Mitosis
Incorporate discrete and continuous time Markov processes as building blocks into probabilistic graphical models.
Based on MeasureTheory.jl
Mitosis defines its probability distributions, densities in terms of MeasureTheory.jl.
m = [1.0, 0.5]
K = Matrix(1.0I, 2, 2)
p = Gaussian(μ=m, Σ=K)
mean(p) == m
# output
true
Key concepts
Kernels or distribution valued maps
The core concept of Mitosis is the Markov kernel
.
A kernel κ = kernel(Gaussian, μ=f, Σ=g)
returns a callable which returns a measure with parameters determined by functions f
, g
...
f(x) = x*m
g(_) = K
k = kernel(Gaussian; μ=f, Σ=g)
mean(k(3.0)) == 3*m && cov(k(3.0)) == K
# output
true
Linear and affine Gaussian kernel
Gaussian kernel
become especially powerful if combined with linear and affine mean functions, AffineMap
, LinearMap
, ConstantMap
:
B = [0.8 0.5; -0.1 0.8]
β = [0.1, 0.2]
Q = [0.2 0.0; 0.0 1.0]
x = [0.112, -1.22]
b = AffineMap(B, β)
b(x) == B*x + β
# output
true
Kernels with affine mean
and constant covariance propagate Gaussian uncertainty:
k = kernel(Gaussian, μ = AffineMap(B, β), Σ=ConstantMap(Q))
m = [1.0, 0.5]
K = Matrix(1.0I, 2, 2)
p = Gaussian(μ=m, Σ=K)
k(p) isa Gaussian
# output
true
Backward and forward passes
Backward and forward functions with signature `
message, marginal = backward(BF(), kernel, argument)

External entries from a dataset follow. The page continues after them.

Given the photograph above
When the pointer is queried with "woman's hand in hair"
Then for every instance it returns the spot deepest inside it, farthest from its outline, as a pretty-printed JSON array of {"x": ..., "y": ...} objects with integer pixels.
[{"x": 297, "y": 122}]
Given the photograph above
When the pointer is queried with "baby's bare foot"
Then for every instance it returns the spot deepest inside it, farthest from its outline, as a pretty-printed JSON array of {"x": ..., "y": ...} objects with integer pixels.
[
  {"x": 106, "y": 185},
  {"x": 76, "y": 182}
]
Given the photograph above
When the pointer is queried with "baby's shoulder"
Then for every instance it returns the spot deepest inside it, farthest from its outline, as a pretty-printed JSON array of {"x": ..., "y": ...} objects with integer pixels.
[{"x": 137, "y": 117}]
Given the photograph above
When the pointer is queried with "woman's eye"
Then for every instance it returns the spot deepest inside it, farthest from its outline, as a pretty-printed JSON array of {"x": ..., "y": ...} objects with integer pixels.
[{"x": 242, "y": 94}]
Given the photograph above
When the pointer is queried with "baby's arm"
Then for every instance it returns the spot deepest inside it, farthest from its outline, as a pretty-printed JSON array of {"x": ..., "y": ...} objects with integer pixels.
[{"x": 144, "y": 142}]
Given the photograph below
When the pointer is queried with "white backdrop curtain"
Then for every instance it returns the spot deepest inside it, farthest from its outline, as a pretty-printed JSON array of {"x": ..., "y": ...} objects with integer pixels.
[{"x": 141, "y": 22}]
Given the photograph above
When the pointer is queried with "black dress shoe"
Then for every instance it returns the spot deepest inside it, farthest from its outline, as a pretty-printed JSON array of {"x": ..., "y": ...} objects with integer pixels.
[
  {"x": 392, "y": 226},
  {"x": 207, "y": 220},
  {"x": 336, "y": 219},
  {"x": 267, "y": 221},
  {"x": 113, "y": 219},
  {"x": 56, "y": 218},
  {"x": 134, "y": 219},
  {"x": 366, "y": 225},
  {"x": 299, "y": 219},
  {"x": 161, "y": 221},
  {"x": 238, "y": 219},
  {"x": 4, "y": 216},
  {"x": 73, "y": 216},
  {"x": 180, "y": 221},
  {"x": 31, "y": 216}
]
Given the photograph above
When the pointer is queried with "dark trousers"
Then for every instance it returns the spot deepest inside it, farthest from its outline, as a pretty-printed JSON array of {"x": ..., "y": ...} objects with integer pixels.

marginal = forward(BF(), kernel, message)(argument)
define a generic interface to a 2-pass backward filtering, forward smoothing algorithm. For each transition, the backward pass produces a message for the forward pass.
Example: Bayesian regression with BF()
BF()
specifies the exact (conjugate) linear-Gaussian backward filter, forward smoothing version without importance weights. BFFG()
defines a more general approach which also works for non-linear transitions. Let's first consider the simpler case, in a Bayesian regression example:
$\beta \sim N(\mu_0, \sigma^2 V_0).$
$Y \mid \beta \sim N(X\beta, \sigma^2)$
Data
Small data set.
x = [18.25 19.75 16.5 18.25 19.50 16.25 17.25 19.00 16.25 17.50][:]
y = [36 42 33 39 43 34 37 41 27 30][:]
n = length(x)
# output
10
Prior
The conjugate prior on the parameter $\beta$ is Gaussian,
$\beta \sim N(\mu_0, \sigma^2 V_0).$
We write it as kernel (without arguments) as well:
σ2 = 8.0 # noise level
μ0 = zeros(2)
V0 = 10*I(2)
Σ0 = σ2*V0 # prior
prior = kernel(Gaussian; μ=ConstantMap(μ0), Σ=ConstantMap(Σ0))
mean(prior()) == μ0
# output
true
Model
Conditional on the parameter vector $\beta$, a regression model:
$Y \mid \beta \sim N(X\beta, \sigma^2)$ where X
is the design matrix.
Thus we can express this as linear Gaussian kernel:
X = [x ones(n)] # Design matrix
Σ = Diagonal(σ2*ones(n)) # noise covariance
model = kernel(Gaussian; μ=LinearMap(X), Σ=ConstantMap(Σ))
nothing
# output
Combined forward model
Summarizing, with prior and model, we have
β = rand(prior())
y = rand(model(β))
Think of this as the composition of kernels.
Backward pass
The backward pass takes observations $y$ into account and propagates uncertainty backward through the model.
m2, p2 = backward(BF(), model, y)
m1, p1 = backward(BF(), prior, p2)
nothing
# output
At each step it produces a filtered distribution p1, p2
and a message m1, m2
for the forward pass.
Forward pass
This BF()
forward pass computes marginal distributions of latents. Because the parameters $\beta$ are the latent outcome of the prior, we need at least one step of the forward pass. A second step of the forward pass would just give the observations back.
posterior = forward(BF(), prior, m1)()
# observations = forward(BF(), model, m2)(posterior)
mean(posterior), cov(posterior)
# output
([2.4874650784715016, -8.120051139323095], [0.1700435105146037 -3.00522441850067; -3.00522441850067 53.904213732907884])
References
- Frank van der Meulen, Moritz Schauer (2020): Automatic Backward Filtering Forward Guiding for Markov processes and graphical models. [arXiv:2010.03509].